Perhaps the most important difference between the boardgame and the RPG is that the Imperium as originally imagined in 1977 was much, much smaller than Traveller’s analogous Ziru Sirka: seventy stars to the Ziru Sirka’s thousands. I don’t know why GDW opted for their vast empire hemmed in on all sides by other empires, unless perhaps it was because of the prolific way in which they licensed other companies’ Traveller supplements. You can’t give FASA and Paranoia Press and what have you their own sectors to develop unless there are a lot of sectors. As a consequence, Imperiums Imperium had frontiers in a way Travellers settings can’t. Which makes me wonder what Travellers scouts were scouting. 

Twelve pages does not allow for a lavish backstory. In fact, the only hint of a connection between the Imperium and Earth that I can see is that the Imperium for some reason uses Sumerian names. 

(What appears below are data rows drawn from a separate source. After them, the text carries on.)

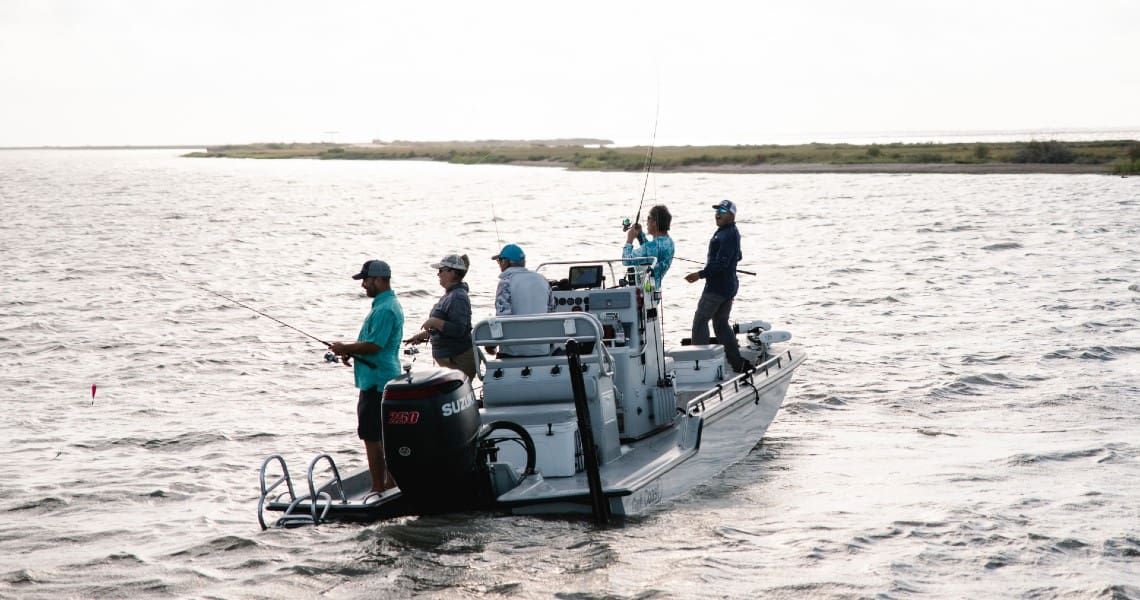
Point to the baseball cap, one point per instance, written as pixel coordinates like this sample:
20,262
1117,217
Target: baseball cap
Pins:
374,268
725,205
450,261
510,252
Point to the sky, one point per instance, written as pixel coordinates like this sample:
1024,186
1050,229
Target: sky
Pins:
152,72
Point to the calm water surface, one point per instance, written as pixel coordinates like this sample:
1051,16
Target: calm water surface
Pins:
967,424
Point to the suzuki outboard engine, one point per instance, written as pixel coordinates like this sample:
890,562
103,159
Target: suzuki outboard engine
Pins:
431,424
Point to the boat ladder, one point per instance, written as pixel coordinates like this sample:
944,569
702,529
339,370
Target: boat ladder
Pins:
319,502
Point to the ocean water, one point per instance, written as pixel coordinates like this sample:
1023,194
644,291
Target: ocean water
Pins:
966,426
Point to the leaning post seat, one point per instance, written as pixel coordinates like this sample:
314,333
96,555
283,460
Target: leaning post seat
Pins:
536,390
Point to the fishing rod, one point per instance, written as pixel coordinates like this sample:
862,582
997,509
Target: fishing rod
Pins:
270,317
649,163
700,262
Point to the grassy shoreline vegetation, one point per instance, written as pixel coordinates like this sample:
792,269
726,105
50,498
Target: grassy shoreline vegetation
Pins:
1107,156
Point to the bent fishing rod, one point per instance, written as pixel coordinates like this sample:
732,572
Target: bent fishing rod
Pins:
275,319
700,262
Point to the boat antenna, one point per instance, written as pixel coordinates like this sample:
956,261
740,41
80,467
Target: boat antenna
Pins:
270,317
649,160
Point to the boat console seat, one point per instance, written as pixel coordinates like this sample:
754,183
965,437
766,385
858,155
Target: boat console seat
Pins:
539,380
534,380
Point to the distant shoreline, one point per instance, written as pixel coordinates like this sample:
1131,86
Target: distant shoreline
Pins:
584,154
593,154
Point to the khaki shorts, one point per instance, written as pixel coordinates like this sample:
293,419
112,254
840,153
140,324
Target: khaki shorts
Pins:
463,362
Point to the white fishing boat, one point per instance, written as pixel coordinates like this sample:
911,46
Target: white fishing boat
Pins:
604,420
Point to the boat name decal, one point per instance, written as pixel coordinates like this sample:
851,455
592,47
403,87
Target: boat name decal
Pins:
457,406
402,418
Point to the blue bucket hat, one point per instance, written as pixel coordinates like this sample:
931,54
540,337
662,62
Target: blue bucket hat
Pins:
725,205
374,268
510,252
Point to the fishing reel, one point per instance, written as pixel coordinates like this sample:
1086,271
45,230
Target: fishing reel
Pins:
414,353
330,357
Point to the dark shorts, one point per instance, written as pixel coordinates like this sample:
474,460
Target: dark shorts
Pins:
369,416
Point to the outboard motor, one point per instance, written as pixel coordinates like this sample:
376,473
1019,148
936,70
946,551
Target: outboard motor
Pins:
431,424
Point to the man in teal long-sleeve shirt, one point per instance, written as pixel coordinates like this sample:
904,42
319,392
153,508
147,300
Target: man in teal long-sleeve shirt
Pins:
377,351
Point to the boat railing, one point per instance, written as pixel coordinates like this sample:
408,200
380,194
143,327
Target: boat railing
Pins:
318,501
716,396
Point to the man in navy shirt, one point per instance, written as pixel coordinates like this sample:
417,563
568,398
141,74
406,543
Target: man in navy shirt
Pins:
721,285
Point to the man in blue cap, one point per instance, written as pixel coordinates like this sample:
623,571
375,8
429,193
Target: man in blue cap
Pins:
721,285
379,342
521,291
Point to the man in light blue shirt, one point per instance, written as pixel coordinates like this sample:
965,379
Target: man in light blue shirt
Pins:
377,354
521,291
659,248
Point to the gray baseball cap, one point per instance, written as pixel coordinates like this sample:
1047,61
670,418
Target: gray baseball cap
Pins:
452,261
374,268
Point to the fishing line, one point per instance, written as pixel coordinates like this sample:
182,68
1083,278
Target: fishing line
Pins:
649,157
270,317
702,262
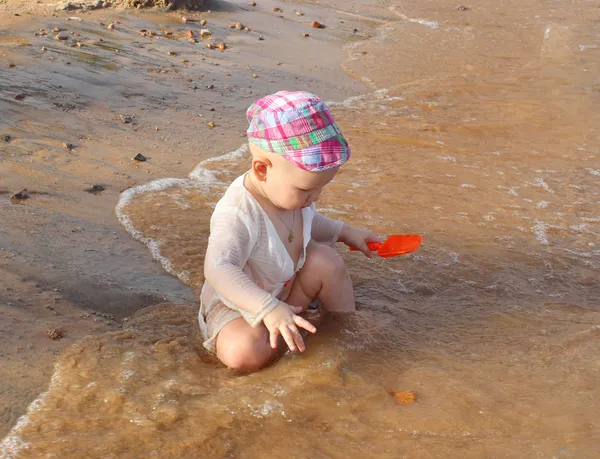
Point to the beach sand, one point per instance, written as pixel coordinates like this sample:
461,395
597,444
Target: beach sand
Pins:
475,125
66,261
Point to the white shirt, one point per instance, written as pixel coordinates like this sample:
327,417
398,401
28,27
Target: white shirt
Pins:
247,264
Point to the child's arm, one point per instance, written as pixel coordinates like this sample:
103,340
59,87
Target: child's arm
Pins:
232,239
329,231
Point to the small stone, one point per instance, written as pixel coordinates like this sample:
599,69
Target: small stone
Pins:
23,194
95,189
405,397
55,333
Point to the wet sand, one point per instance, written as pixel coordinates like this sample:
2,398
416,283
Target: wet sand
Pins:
66,261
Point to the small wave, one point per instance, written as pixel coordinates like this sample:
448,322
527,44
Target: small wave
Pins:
200,177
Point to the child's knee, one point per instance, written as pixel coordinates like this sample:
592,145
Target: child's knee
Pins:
327,261
247,352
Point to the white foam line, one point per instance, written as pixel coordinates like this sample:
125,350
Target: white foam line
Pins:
13,444
199,178
425,22
200,173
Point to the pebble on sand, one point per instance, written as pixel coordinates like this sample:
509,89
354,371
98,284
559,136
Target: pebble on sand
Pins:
55,333
405,397
95,189
23,194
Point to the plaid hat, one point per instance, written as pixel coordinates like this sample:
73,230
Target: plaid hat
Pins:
298,126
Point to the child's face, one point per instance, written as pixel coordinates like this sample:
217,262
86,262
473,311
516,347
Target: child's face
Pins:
285,185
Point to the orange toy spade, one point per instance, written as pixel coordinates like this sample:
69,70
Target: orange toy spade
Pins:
397,244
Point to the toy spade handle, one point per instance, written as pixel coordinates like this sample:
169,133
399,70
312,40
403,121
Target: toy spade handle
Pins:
374,246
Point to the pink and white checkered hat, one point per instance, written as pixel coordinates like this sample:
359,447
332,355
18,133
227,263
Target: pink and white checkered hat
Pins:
298,126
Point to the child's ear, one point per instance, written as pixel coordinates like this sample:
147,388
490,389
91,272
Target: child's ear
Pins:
260,167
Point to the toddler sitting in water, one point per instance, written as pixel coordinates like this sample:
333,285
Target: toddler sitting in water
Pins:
269,252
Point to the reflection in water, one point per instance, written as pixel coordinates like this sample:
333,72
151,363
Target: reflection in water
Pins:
494,323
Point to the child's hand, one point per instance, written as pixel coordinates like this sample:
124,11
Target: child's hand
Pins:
282,320
358,238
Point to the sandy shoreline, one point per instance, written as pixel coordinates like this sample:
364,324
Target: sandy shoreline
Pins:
66,262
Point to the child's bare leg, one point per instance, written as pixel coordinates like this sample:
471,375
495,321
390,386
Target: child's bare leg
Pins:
244,348
324,276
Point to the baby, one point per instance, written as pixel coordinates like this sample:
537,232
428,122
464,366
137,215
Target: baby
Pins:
270,252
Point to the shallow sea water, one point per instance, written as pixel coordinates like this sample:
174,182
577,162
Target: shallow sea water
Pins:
494,323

I bought this game in the hopes it would be more playable than SPI’s Outreach had been. It was, in that I figured out how to play it solitaire, not having anyone else interested in playing an SF board game with me3. I never played a campaign because we had cats and I didn’t want to go to the bother of writing down where all the pieces were at the end of each game. My impression from individual games is that the Imperial side was more likely to win but, thanks to the Imperial intervention table, if the Imperium did lose, it would lose big. In any case, I had fun playing it. 

Imperium is, as far as I know, currently out of print. 

1: The second edition of Imperium took into account the connection between Imperium and Traveller.

2: What exactly the Third Imperium does, aside from fight incessant border wars with the Zhodani, is unclear. It certainly does fuck-all to limit piracy even though most space travel before and after jump is within a hundred diameters of the individual worlds. It may be that despite the Ziru Sirka’s entrenched conservatism, there were things it did better than any of the successor states that followed it could or can do. 

3: More accurately: it didn’t occur to me to ask anyone at school.